Das Zweite Vatikanische Konzil und seine Folgen

Keine Grabenkämpfe, keine Allzweckwaffe

Bald jährt sich der Beginn des Zweiten Vatikanischen Konzils zum 50. Mal. Ein Treffen, das die Kirche gespaltet hat? Nein, sagt Kurienkardinal Walter Kasper. Ein Treffen, das schon bald wiederholt werden sollte? Nein, sagt der Mainzer Kardinal Karl Lehmann.

50 Jahre Zweites Vatikanisches Konzil (KNA)
50 Jahre Zweites Vatikanisches Konzil / ( KNA )

Der ehemalige Vorsitzende der deutschen Bischöfe hat sich am Samstag (29.09.2012) gegen Forderungen nach häufigeren Konzilen gewandt. "Konzile dürfen nur in dringlichen Situationen durchgeführt werden, wenn die Lehre und Praxis der Kirche grundlegend auf dem Spiel steht", betonte Lehmann in einem Interview des Internetportals "katholisch.de". Heute gebe es viele andere Formen der Meinungsbildung unter den Bischöfen, meinte der Mainzer Bischof unter Hinweis auf die verschiedenen Typen einer Bischofssynode in Rom - auf Weltebene oder für einzelne Kontinente oder Länder - sowie die Mitwirkung der Bischöfe aus aller Welt in den römischen Behörden und die leichten Reise- und Kommunikationsmöglichkeiten.



Zu dem auf mehrere Jahre angelegten Dialogprozess in der deutschen katholischen Kirche meinte Lehmann, dieser könne im bevorstehenden "Jahr des Glaubens" eine "lebendige religiöse und spirituelle Mitte finden, die alles trägt". Der Dialog sei "die unersetzliche Form der Zusammenarbeit heute in der Kirche". Er müsse aber "sehr ernsthaft und gut vorbereitet sein, gerade auch, wenn die Etappen dieses Prozesses ziemlich kurz sind", betonte der Kardinal. Vor allem aber müsse der Dialogprozess die anstehenden Fragen einer Lösung näherbringen, sonst sei die Enttäuschung groß.

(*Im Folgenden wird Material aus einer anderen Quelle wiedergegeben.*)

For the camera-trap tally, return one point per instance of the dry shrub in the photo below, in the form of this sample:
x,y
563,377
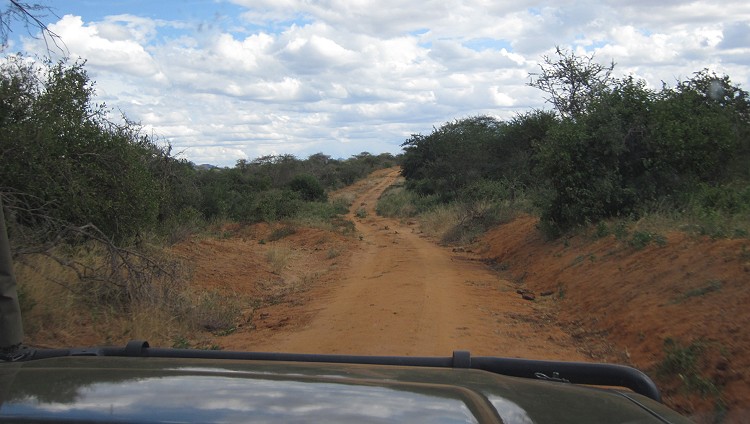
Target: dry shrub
x,y
441,219
278,257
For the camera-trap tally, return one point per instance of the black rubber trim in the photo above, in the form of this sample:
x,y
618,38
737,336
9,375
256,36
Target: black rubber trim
x,y
595,374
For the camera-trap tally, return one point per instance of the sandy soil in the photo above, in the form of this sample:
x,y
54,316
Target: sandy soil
x,y
390,291
398,293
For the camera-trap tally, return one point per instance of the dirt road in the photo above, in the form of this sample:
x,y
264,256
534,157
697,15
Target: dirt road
x,y
401,294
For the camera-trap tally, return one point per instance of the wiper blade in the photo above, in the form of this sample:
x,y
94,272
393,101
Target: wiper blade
x,y
597,374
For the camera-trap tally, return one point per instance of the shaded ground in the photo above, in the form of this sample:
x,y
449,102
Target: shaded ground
x,y
693,291
388,290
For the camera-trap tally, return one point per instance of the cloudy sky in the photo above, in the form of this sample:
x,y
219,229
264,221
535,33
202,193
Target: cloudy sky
x,y
229,79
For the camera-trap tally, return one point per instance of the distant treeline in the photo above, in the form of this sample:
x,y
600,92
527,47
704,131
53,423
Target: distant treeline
x,y
610,148
66,163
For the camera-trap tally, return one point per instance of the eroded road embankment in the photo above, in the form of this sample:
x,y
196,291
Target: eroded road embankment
x,y
401,294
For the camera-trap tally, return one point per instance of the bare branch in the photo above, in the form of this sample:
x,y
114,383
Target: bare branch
x,y
30,16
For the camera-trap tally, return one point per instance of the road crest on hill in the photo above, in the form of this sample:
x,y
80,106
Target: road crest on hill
x,y
402,294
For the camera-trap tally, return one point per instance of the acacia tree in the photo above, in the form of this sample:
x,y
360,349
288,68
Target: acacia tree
x,y
571,82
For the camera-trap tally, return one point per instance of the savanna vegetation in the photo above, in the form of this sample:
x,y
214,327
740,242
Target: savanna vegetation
x,y
611,148
93,202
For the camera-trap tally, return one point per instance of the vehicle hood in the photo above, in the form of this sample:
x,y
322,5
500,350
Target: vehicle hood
x,y
107,389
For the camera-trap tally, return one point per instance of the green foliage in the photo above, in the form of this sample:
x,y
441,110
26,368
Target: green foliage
x,y
632,147
281,232
641,239
683,362
309,188
61,148
460,154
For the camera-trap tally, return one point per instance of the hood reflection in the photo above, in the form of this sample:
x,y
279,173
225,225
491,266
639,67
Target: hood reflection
x,y
208,398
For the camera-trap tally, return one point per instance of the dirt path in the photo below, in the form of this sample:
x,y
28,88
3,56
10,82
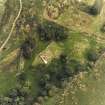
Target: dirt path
x,y
13,26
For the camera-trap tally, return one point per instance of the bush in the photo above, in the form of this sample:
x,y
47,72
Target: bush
x,y
92,56
27,48
50,31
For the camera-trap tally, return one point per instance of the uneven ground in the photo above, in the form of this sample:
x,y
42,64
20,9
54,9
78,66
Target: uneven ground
x,y
86,88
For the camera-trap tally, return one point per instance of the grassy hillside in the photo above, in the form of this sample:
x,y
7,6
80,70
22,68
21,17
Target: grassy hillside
x,y
49,38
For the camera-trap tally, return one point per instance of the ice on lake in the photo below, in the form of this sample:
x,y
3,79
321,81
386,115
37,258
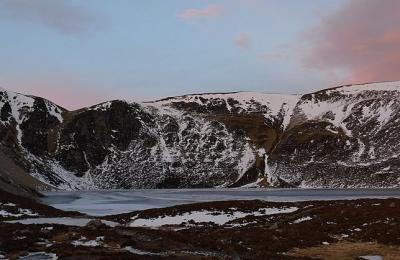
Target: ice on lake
x,y
100,203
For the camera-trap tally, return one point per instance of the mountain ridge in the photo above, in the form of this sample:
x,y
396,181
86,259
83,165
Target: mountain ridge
x,y
208,140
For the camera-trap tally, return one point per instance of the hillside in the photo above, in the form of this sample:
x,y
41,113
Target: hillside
x,y
339,137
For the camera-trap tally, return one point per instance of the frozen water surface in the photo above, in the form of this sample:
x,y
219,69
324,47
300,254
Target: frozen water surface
x,y
100,203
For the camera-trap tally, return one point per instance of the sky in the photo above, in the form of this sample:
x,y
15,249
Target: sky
x,y
81,52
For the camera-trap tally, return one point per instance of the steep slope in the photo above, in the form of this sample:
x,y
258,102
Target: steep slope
x,y
340,137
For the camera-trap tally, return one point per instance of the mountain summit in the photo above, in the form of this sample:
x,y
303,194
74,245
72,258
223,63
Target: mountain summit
x,y
340,137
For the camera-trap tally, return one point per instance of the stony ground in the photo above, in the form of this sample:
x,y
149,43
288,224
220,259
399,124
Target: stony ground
x,y
240,230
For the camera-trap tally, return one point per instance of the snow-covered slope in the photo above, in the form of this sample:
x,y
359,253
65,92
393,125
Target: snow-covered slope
x,y
340,137
345,136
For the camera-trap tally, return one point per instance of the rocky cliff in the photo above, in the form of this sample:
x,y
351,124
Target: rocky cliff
x,y
340,137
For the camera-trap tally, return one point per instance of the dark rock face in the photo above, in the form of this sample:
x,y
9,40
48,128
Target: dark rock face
x,y
342,137
37,129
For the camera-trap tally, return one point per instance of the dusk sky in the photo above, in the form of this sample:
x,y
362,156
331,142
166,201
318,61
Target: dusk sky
x,y
78,53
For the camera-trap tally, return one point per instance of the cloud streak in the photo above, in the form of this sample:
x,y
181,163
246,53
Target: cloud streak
x,y
242,41
61,15
209,11
362,37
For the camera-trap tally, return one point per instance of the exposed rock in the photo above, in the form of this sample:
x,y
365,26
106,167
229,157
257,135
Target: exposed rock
x,y
340,137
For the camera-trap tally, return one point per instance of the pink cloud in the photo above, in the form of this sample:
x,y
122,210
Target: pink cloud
x,y
59,15
65,93
362,37
242,41
209,11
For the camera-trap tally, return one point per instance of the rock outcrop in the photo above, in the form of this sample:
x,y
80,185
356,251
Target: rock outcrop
x,y
340,137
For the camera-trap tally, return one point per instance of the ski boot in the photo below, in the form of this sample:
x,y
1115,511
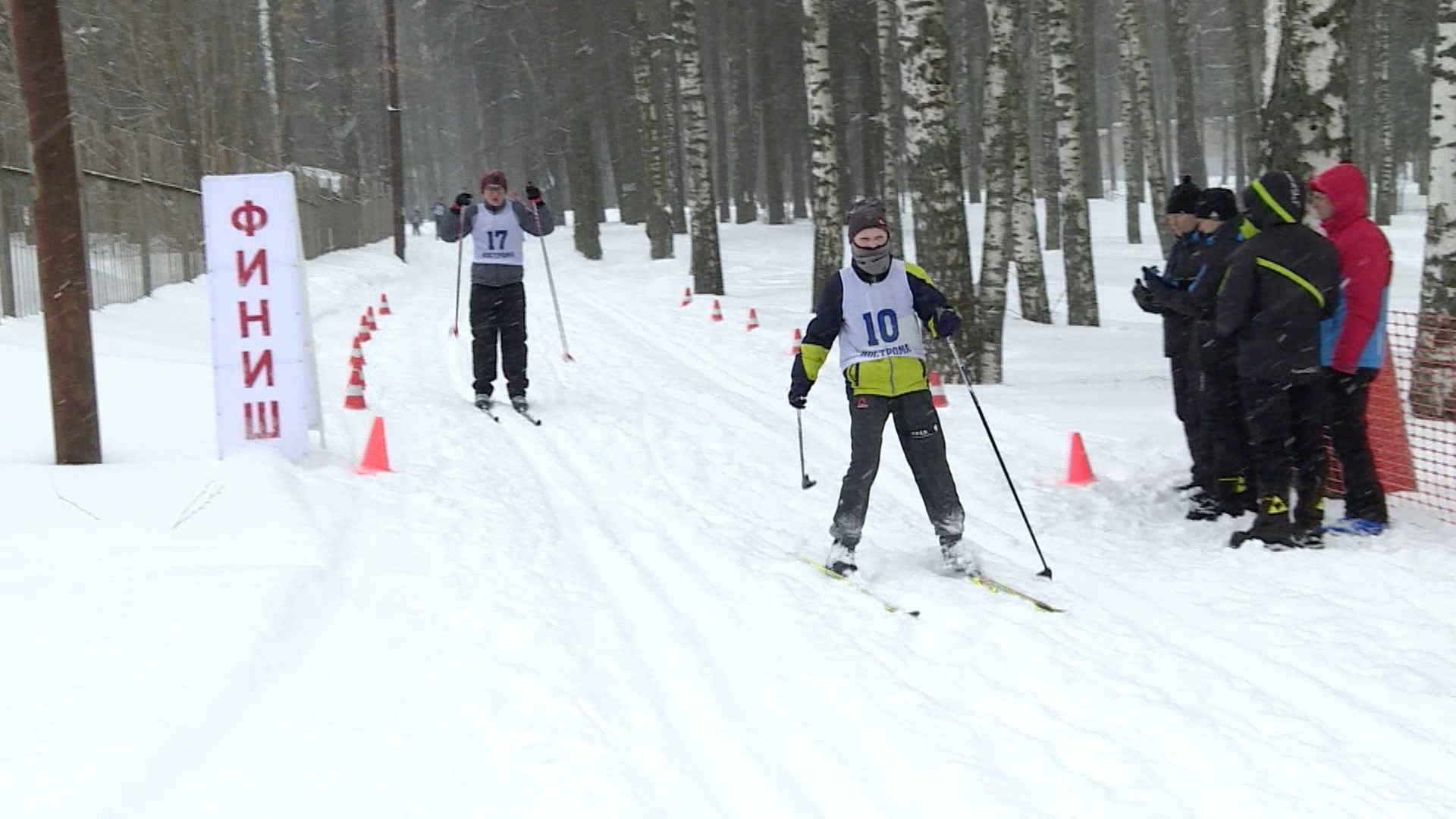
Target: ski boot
x,y
1272,528
1310,522
960,556
840,558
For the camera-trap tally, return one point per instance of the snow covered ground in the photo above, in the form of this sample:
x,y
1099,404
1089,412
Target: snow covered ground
x,y
604,617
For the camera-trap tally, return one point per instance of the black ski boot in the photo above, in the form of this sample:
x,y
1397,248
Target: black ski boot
x,y
840,558
1272,528
1310,521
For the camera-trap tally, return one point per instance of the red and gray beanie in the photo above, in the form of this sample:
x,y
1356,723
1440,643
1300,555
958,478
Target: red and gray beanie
x,y
492,177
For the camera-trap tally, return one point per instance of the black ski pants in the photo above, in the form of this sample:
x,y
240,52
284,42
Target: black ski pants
x,y
498,314
1346,409
1184,369
1225,445
924,445
1286,436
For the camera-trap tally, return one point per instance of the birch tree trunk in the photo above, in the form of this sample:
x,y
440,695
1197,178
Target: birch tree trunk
x,y
1245,108
829,245
1185,105
1307,123
1133,30
996,238
654,183
886,30
707,262
1076,237
934,155
1134,183
1385,180
1433,378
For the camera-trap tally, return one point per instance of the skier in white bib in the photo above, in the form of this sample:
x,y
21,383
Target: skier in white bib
x,y
875,309
497,293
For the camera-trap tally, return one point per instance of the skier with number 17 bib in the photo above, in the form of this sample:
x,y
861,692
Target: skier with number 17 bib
x,y
497,293
875,309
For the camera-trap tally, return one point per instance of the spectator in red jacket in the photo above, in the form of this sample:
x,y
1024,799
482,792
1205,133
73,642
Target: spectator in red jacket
x,y
1353,340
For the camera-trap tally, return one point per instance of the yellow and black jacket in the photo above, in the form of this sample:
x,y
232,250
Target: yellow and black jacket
x,y
890,376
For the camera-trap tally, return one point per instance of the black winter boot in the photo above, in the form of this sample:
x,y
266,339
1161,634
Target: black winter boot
x,y
1272,528
1310,521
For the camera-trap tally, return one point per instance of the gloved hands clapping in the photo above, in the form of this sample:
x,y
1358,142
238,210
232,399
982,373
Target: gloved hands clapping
x,y
944,322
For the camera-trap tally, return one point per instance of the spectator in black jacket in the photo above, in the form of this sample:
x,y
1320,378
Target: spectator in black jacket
x,y
1222,441
1279,286
1178,275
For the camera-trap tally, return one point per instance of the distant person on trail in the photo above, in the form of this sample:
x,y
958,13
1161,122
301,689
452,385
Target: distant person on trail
x,y
875,309
437,212
1351,344
497,229
1280,286
1178,275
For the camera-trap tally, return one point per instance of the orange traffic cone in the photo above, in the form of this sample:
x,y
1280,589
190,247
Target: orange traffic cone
x,y
1079,471
376,455
354,391
938,391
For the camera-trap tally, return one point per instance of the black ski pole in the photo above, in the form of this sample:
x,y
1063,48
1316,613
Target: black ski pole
x,y
565,352
1046,570
804,471
455,328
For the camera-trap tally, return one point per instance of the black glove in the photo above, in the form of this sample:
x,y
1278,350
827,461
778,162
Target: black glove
x,y
944,322
1348,384
800,390
1145,297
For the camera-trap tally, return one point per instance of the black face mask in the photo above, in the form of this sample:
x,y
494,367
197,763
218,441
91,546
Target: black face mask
x,y
874,261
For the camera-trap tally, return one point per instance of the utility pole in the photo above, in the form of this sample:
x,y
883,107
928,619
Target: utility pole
x,y
36,33
397,140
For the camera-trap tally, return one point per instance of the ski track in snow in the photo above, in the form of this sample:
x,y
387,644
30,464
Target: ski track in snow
x,y
603,615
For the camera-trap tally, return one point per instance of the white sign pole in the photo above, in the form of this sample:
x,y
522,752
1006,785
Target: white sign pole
x,y
264,379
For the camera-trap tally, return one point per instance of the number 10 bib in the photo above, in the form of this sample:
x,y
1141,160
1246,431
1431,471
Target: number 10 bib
x,y
880,319
497,237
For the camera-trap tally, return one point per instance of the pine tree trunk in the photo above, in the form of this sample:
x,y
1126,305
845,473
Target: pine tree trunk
x,y
892,142
747,112
1307,123
1082,309
1385,180
996,238
934,156
829,245
707,262
654,181
1433,379
1133,33
1185,107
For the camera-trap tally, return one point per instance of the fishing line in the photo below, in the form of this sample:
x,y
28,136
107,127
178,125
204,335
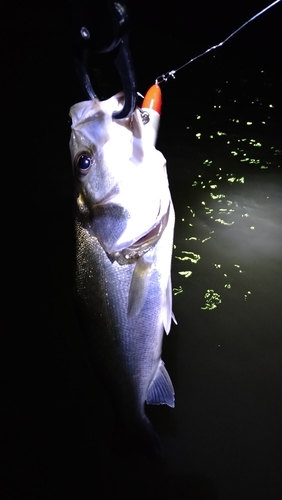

Kasper: Konzil hat keine liberal angepasste Kirche bewirkt

Gegen "die Grabenkämpfe zwischen Konservativen und Progressiven" in der Kirche hat sich dagegen der deutsche Kurienkardinal Walter Kasper gewandt. In einem Beitrag zum vor 50 Jahren begonnenen Zweiten Vatikanischen Konzil (1962-65) betonte Kasper in der "Frankfurter Allgemeinen Zeitung" (Samstag), die gegenwärtige Situation fordere von den Vertretern der Kirche vor allem, dass sie von Gott sprächen. "Das Konzil hat nicht einen Übergang zu einer liberal angepassten Kirche eingeleitet, sondern zu einer aus ihren Wurzeln geistlich erneuerten und zugleich dialogoffenen, für das Heil der Menschen engagierten Kirche", so der frühere "Ökumeneminister" des Vatikan.



Die Texte des Konzils enthalten nach Einschätzung Kaspers viele Kompromissformeln zwischen der reformorientieren Mehrheit und der konservativen Minderheit der Bischöfe und bergen somit "enormes Konfliktpotenzial". Sie dürften nicht als "Steinbruch" angesehen werden, "aus dem man Material für die jeweils gewünschte These holen darf". Als positive Folge des Konzils nannte Kasper vor allem die Entwicklung neuer geistlicher Bewegungen seit den 1970er Jahren, "die in Deutschland aber leider kaum verbreitet sind". Zu den "Schattenseiten" zähle der "Exodus vieler Priester und Ordensleute" in den beiden ersten Jahrzehnten nach dem Konzil und ein "Niedergang der kirchlichen Praxis". Es sei jedoch "kurzschlüssig zu meinen, dass alles, was nach dem Konzil geschah, auch wegen des Konzils geschehen ist", betonte Kasper unter Hinweis auf die "langfristigen religionssoziologischen Entwicklungslinien".



Weiter meinte der Kardinal, viele Impulse des Konzils, etwa die Betonung der Orts- beziehungsweise Einzelkirchen, die Kollegialität des Episkopats und die Mitverantwortung der Laien, seien "bisher nur halbherzig verwirklicht worden". Dagegen habe der kuriale Zentralismus zugenommen. Jüngere Erfahrungen hätten gezeigt, "wie sehr die römische Kurie selbst einen Reform- und Modernisierungsschub nötig hätte".